To solve this task we applied Linear Discriminate Analysis. It is used in statistics and machine learning to find a linear combination of features which characterize or separate two or more classes of objects. The resulting combination may be used as a linear classifier. In our case we have two classes of samples: cancer (class 1) and control (class 0). To find the linear classifier we used patients samples taken not later than 1 month and not earlier than 6 months before diagnosis (17 samples from class1, 154 from class 0)
We used two features to build classifier: the logarithm of the CA125 tumor marker level and logarithm of intensity of MS signal for one peak group, detected by MS analysis.
The MS data analysis allowed to find 374 peak groups for all the samples taken to analysis.
Some of them were poorly represented in the dataset, some of them were highly populated. The list of top 20 highly populated peaks is shown below. NumPeaks is the number of samples where the peak intensity is significantly higher than the neighbouring background signal.

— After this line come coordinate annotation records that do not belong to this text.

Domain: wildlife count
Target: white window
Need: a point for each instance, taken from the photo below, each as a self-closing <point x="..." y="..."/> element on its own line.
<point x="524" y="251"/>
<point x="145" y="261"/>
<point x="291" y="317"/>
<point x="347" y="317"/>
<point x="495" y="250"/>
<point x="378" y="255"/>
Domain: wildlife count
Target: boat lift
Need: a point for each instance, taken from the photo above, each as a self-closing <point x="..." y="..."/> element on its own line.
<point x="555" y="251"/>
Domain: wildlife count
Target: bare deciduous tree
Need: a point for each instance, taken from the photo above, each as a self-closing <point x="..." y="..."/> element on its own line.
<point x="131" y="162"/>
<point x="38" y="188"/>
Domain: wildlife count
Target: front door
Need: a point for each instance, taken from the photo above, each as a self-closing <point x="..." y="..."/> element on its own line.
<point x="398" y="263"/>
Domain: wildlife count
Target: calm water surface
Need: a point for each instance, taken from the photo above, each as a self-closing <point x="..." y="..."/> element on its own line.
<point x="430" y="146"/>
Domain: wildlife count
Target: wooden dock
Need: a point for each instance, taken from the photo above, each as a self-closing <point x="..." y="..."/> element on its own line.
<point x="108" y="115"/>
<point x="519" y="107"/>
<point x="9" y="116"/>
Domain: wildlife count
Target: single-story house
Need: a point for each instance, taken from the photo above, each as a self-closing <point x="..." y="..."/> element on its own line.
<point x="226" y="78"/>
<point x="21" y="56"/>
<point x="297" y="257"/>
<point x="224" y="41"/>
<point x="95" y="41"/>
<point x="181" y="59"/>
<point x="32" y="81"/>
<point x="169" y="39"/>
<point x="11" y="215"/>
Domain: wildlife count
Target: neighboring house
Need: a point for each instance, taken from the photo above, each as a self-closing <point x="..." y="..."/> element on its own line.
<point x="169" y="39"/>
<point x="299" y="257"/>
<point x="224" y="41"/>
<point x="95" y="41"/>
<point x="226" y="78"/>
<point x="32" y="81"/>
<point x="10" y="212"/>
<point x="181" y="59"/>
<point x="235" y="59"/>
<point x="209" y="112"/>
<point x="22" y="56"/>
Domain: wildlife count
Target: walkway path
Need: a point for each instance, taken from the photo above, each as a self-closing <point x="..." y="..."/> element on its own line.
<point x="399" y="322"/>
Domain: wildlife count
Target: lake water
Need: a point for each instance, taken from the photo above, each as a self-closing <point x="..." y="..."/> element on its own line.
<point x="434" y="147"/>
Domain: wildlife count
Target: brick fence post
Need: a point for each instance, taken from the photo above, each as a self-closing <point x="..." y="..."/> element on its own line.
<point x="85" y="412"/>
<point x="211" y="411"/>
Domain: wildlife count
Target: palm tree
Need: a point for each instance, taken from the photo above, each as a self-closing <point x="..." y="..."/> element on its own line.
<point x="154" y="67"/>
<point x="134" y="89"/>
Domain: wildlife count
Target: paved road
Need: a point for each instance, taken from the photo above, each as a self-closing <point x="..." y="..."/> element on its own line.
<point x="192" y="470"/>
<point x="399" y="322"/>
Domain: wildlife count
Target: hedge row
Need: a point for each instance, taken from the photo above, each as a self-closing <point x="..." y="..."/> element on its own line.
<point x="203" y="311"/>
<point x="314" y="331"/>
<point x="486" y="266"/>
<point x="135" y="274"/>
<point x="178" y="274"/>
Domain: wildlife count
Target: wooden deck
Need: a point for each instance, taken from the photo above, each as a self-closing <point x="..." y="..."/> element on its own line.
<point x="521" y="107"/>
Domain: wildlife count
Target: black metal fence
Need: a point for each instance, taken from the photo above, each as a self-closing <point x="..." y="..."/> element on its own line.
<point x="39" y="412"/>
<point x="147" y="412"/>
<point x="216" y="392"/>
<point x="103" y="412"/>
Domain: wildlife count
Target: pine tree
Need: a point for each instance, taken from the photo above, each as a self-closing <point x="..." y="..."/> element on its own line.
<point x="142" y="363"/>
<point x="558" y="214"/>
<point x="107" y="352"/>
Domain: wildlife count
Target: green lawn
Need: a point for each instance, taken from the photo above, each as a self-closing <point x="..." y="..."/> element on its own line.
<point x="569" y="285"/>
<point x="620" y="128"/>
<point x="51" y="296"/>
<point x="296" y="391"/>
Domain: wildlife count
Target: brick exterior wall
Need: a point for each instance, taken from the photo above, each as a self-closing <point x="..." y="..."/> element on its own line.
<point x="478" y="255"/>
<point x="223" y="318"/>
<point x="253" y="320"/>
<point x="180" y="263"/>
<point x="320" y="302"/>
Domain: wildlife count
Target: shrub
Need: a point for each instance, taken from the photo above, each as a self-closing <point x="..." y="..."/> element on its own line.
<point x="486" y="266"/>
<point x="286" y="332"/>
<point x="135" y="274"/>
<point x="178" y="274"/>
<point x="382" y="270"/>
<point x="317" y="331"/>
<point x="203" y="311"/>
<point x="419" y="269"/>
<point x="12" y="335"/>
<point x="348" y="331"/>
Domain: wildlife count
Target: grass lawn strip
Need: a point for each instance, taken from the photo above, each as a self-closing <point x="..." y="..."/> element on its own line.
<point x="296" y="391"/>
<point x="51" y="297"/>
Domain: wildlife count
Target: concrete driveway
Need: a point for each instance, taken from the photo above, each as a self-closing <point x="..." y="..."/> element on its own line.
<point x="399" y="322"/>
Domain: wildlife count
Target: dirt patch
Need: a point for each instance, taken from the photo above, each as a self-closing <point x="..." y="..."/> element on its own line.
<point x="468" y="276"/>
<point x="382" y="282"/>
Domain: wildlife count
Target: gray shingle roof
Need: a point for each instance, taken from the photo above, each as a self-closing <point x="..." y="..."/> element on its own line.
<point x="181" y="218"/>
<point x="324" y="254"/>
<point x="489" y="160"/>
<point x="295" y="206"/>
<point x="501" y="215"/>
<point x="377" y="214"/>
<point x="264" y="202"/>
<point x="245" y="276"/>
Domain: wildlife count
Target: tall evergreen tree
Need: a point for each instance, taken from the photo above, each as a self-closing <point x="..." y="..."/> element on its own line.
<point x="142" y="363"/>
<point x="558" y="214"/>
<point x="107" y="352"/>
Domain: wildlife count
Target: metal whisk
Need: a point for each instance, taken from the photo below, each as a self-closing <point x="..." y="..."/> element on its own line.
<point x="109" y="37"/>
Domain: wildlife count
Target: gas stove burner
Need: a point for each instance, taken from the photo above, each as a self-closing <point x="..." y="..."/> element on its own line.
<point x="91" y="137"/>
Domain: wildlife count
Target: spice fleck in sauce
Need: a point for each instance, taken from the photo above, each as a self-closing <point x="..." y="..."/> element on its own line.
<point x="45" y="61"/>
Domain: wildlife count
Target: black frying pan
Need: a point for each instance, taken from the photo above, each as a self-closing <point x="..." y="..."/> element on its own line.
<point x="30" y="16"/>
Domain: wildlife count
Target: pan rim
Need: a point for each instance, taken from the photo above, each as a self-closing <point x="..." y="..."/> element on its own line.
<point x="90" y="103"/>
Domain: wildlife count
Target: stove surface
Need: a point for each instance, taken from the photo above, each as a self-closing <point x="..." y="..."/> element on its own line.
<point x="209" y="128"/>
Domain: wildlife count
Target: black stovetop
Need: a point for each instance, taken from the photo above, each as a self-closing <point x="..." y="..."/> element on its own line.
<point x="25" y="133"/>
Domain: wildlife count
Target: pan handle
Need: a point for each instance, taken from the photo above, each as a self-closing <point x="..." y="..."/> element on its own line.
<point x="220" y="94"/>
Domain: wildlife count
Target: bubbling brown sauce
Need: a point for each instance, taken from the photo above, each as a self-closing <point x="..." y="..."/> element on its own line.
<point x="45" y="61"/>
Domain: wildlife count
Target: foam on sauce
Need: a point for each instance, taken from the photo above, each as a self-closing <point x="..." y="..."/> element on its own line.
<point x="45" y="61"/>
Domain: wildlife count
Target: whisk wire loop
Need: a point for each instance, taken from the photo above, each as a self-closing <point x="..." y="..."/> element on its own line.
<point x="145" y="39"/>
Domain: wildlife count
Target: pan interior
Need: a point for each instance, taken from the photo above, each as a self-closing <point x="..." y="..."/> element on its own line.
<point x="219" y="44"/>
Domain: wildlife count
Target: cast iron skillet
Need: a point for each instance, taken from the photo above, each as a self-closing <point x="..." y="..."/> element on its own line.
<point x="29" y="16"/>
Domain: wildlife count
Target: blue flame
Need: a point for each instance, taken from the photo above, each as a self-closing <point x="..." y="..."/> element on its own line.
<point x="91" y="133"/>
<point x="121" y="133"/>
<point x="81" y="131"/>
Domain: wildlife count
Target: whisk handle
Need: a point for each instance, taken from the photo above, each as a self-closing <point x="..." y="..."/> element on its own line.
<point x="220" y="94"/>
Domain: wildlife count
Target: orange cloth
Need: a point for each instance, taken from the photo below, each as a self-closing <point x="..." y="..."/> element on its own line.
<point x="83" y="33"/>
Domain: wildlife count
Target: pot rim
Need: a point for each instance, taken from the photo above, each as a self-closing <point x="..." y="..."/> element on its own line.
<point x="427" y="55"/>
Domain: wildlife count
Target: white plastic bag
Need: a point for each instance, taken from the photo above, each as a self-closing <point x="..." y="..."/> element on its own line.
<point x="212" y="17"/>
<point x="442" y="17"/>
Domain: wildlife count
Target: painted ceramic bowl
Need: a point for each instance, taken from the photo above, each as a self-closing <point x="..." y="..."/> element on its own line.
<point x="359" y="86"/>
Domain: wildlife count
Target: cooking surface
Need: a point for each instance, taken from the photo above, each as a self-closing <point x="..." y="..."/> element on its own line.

GroupIndex PeakID HighMass MeanMass MinMass MaxMass NumPeaks MaxIntensity
5 5 3191.424 3191.554 3188.161 3193.358 211 45.57914
20 20 1770.354 1770.479 1769.719 1772.318 195 29.40414
18 18 2009.833 2009.877 2009.076 2012.017 193 30.74098
24 24 825.4889 825.7725 825.2985 826.2407 189 26.30554
42 42 3332.855 3333.192 3329.355 3334.906 184 19.21943
2 2 2026.94 2026.901 2025.914 2029.441 177 53.74245
37 37 2266.585 2267.009 2266.025 2268.258 177 20.36678
17 17 2985.269 2985.741 2983.11 2989.592 167 31.3781
90 90 2552.564 2552.984 2551.655 2554.576 157 11.41295
8 8 1894.82 1894.954 1894.057 1896.423 147 42.05795
78 78 2114.38 2114.491 2111.304 2116.45 147 13.52459
7 7 1863.57 1863.654 1862.77 1864.733 144 42.50182
10 10 1449.601 1449.102 1448.24 1451.12 136 35.4617
56 56 1584.514 1584.659 1582.731 1586.55 133 15.79827
55 55 2566.78 2567.124 2563.25 2568.585 132 16.01036
23 23 945.0417 944.728 944.0944 945.2638 130 27.91649
3 3 2647.767 2647.657 2646.315 2648.923 126 50.25482
6 6 6644.013 6647.589 6635.569 6651.674 121 44.14933
12 12 1395.262 1395.111 1394.238 1397.255 120 34.98699

We examined all the peaks from 20 from table above in combination with CA125 level to build linear classifier. We select the peak groub that delivers the best prediction performance.

For example, the best overall performance was achieved for combination of CA125 and peak group 17 (located within the min mass 2983.11, max mass 2989.592).

Prediction results for this peak shown below:

Number of samples=171 (control(0)=154;disease(1)=17) Class0 (control) (num/fract)=24/0.140351; mean_score=4.152928 Class1 (disease ) (num/fract)=147/0.859649; mean_score=-5.309040 Test results: Fraction of true predictions: 0.959064[164] Class 0: Fraction of true positives : 0.954545[147] Fraction of false negatives : 0.045455[7] Class 1: Fraction of true positives : 1.000000[17] Fraction of false negatives : 0.000000[0]

The overall fraction of true predictions is 0.959064. Interestingly, this classifier does not misclassified any cancer sample (17 true positives from 17). This can be useful as no cancer patient can be missed by this analysis.

The change of the linear discriminant function for this classifier (CA125 + 17 group peak intensity, LDF) is shown in figure below for each cancer patient samples for all times before diagnosis (including time=0, the time of diagnosis).


The X axis - time before diagnosis. For most samples the LDF value exceed zero in the range 10 months before diagnosis. Y-axis - LDF value. 5 samples show no increase of LDF values for this period (they have only two of time points of samples taken: time=0 and time > 6 months). One patient (ID 3480) have LDF value greater than zero for all period of time. T hus positive LDF values based on CA125 and MS peak intensity [2983.0, 2989.6] can be used as OC markers for prognosis within 6 months.

[1] Gammerman et al, The Computer Journal, (2008)
[2] Menon et al, (2007), J.Clin.Oncol, 23,7919-7926.